Очнулся Колька тогда, когда Люська грустно промолвила над самым ухом:
— Хорошо поет… — И с сожалением добавила: — А я не умею так.
— Что? — не понял он. Прислушался: Елена пела о любви молодых, о свиданиях над рекою. Сказал равнодушно, лишь бы что-то ответить:
— Радостная песня.
— Кому как, — вздохнула Люська. — Может, для кого-нибудь она тоже плакучая…

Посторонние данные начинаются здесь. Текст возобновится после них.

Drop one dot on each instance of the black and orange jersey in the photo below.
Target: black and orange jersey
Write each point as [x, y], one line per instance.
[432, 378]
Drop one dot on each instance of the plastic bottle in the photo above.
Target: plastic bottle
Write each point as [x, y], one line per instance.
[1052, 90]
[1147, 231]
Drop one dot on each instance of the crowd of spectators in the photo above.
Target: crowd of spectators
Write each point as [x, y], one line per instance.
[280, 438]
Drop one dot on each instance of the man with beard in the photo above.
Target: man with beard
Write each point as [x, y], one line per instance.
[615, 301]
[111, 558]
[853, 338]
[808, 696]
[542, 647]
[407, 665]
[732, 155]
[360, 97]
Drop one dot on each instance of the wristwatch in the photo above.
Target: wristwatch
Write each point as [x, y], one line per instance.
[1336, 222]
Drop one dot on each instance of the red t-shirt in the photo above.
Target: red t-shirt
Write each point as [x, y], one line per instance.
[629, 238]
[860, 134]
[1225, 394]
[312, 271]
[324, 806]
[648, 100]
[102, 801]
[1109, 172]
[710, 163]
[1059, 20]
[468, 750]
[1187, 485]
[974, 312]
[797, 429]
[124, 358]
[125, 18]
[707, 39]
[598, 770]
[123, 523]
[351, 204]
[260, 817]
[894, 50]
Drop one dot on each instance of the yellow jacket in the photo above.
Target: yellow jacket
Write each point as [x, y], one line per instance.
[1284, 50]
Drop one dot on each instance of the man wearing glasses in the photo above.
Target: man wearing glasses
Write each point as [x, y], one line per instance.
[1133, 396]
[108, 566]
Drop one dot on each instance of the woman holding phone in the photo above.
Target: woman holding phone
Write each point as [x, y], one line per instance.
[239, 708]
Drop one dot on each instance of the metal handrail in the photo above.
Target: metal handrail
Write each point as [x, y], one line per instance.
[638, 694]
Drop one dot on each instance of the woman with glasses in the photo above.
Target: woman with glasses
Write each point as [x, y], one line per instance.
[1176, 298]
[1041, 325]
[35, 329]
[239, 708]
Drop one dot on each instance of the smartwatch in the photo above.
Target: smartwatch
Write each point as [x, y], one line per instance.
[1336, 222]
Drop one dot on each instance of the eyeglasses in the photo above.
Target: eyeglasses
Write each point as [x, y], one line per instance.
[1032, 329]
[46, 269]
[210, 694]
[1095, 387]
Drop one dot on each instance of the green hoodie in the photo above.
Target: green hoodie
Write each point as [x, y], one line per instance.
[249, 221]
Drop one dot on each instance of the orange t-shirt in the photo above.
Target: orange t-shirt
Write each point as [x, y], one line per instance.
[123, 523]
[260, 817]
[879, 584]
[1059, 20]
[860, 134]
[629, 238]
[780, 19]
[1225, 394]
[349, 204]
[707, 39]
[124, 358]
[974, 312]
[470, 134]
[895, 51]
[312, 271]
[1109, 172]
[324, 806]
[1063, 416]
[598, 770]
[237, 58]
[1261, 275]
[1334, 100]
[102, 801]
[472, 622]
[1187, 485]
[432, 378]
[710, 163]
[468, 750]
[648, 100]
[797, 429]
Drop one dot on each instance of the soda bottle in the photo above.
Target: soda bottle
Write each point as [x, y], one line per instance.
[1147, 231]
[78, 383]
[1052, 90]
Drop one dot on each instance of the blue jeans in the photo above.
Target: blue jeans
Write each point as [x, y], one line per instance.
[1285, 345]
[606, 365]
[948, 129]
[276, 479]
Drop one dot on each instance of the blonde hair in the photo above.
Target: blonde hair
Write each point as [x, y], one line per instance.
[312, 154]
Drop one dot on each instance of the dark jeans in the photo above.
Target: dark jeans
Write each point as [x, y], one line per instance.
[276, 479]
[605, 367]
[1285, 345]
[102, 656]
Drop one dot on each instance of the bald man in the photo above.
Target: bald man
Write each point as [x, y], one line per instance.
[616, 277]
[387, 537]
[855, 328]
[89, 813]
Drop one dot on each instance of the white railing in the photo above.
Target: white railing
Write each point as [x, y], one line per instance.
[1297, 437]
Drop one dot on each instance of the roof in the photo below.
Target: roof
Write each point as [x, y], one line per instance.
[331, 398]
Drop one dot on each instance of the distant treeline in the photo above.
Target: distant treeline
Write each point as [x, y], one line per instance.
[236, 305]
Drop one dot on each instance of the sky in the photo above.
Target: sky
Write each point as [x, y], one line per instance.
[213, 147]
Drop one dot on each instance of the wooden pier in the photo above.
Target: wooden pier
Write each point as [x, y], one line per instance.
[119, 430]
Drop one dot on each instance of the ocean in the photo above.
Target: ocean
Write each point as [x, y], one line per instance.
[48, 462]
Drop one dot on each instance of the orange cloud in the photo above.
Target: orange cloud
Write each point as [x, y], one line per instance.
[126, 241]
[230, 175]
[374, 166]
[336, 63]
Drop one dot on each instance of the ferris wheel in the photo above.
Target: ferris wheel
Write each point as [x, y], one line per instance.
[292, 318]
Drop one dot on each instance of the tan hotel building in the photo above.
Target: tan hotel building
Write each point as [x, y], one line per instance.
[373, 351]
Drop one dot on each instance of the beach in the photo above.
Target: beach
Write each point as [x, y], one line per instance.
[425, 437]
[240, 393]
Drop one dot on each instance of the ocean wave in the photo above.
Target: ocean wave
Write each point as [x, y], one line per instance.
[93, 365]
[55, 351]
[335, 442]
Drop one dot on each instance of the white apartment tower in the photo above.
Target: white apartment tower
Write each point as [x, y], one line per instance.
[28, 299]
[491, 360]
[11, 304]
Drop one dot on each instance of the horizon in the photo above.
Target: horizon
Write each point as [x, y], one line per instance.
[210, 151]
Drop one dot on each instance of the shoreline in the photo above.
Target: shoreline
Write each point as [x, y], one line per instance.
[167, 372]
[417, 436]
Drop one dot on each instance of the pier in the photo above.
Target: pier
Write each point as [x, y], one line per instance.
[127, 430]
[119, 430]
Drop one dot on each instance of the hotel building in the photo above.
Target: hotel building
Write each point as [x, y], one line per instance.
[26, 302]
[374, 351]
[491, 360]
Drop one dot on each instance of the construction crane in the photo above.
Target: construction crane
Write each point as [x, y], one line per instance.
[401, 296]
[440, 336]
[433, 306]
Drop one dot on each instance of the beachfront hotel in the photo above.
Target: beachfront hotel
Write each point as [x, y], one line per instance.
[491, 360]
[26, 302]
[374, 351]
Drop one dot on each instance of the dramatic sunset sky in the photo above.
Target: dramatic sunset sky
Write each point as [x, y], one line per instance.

Колька с досадой посмотрел на нее, и девушка испуганно умолкла… Потом Елена пела украинские песни — то раздумчивые, то веселые и разгульные, как сельские свадьбы. Зрители принимали эти песни восторженно, шумно, заказывали новые, просили, гудели, требовали — и Елена, согласно кивая, чтобы успокоить их, пела снова и снова. Один раз беспомощно развела руками, призналась, что тетя Аня не имеет нот, не сможет аккомпанировать. Тогда из темных рядов зала вытолкнули паренька с гитарой. Он упирался, что-то объяснял, но его не слушали, подталкивали к сцене. Елена рассмеялась и, подойдя к краю подмостков, протянула пареньку руку.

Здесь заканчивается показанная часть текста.